A:  Fresnillo decided to partner with us for this specific project after we made the initial discoveries on the property. There could not be a better partner for us, they bring to the table a full array of operational expertise, including community relations and a team dedicated to acquiring the required rights to drill and develop. The mill will be optimized by the fact they have been mining the same ore from the other end of the vein for a couple of years, so we get the benefit of that.
Fresnillo has gone from being a relatively unimportant district prior to 1975, when it had only produced 250 million oz of silver. But since 1975, with the discovery of one group of blind veins after another, production plus resources at Fresnillo rose to 3.3 billion oz. It is now the world’s biggest primary silver camp and most of those discoveries have been made blind. There is more to be found and I can see the district doubling in terms of size over time. We could be talking about 5 or 6 billion oz of silver, which would leave any other silver deposit in the dust.
Q: What major hurdles has MAG Silver faced when developing projects in Mexico?
A: At the Cinco de Mayo property, we have been working with the local ejido to re-establish access to the property, but that has been a long and tedious process therefore we took an impairment in 2016. We are really excited about what we found at Cinco de Mayo and the social situation is very unfortunate.

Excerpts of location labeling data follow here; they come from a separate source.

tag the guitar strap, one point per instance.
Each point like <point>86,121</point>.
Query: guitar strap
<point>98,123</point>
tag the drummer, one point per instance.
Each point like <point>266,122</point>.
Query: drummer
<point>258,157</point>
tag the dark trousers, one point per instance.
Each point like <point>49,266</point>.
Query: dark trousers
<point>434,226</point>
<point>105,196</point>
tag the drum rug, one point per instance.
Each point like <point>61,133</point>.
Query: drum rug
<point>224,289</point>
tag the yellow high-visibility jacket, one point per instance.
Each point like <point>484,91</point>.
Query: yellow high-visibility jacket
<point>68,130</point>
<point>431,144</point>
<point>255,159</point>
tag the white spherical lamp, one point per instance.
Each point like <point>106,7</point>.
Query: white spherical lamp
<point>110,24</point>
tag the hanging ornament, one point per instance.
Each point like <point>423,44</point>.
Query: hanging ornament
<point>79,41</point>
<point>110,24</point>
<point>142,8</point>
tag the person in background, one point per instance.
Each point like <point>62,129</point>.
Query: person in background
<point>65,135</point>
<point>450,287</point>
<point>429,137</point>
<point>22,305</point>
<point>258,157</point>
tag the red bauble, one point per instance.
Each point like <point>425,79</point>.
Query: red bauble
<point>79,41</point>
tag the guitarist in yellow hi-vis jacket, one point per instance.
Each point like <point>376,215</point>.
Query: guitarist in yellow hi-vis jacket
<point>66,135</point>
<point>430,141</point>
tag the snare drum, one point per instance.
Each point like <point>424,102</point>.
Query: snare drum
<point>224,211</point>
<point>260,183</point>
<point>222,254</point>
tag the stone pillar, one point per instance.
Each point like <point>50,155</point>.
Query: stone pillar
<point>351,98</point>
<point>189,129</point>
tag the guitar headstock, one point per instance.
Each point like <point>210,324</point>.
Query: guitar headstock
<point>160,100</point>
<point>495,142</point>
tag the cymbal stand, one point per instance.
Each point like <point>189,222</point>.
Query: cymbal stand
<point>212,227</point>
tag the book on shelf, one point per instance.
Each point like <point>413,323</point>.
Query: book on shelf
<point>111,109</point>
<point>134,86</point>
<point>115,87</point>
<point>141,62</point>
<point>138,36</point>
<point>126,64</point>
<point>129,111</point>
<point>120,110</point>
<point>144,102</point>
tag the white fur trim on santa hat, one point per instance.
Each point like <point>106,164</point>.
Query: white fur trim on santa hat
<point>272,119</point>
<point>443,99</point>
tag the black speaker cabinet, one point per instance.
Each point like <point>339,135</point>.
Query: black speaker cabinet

With the change of government, there have been some steps forward and maybe some steps back, but we are getting great support from the state of Chihuahua. The federal government seems to have other priorities in terms of releasing expired mining concessions where companies want to explore, find and develop resources. It is most unfortunate for Mexico that the legal framework has not been diligently enforced as this discourages companies from investing further.
Another factor is the timeline from discovery to production, which is quite long. At Juanicipio, we drilled the discovery hole in 2003 and production will take place by 2020. These 17 years are a little over the average but from an investment viewpoint, this is a very long time. If you want exploration in your country, you have to provide enough certainty to invest in that timeline.
Regarding the entrance of the new administration, I think it is necessary to establish a clear policy for the mining industry and follow it. Taxation also needs to be fair: our company agrees to being taxed at a fair rate, but if companies cannot make enough money, they cannot employ more people and the economic benefits will not spread. In many communities, there is no alternative option for an adequate income so these projects make a tremendous difference to the local economy.
Q: How would you assess the taxation process?
A: The original philosophy of the Special Mining Tax was to benefit local communities and the overall philosophy of AMLO’s government is to improve the lives of impoverished people. This is a good concept, however, when multiple different entities are involved in managing and distributing these funds, bureaucratic attrition takes place before this money reaches local communities. If the total tax is 7.5 percent, it might make more sense if 2.5 percent was directed to the federal government and the rest go directly to benefit these communities. I would argue that the best way to do this is for the mining company to invest directly in the region in which it works with the proper community consultation and agreement. The mining company could be given a credit against their total tax bill which would let the money be spent directly in the communities so that most of the tax amount actually benefits these communities in the manner they want.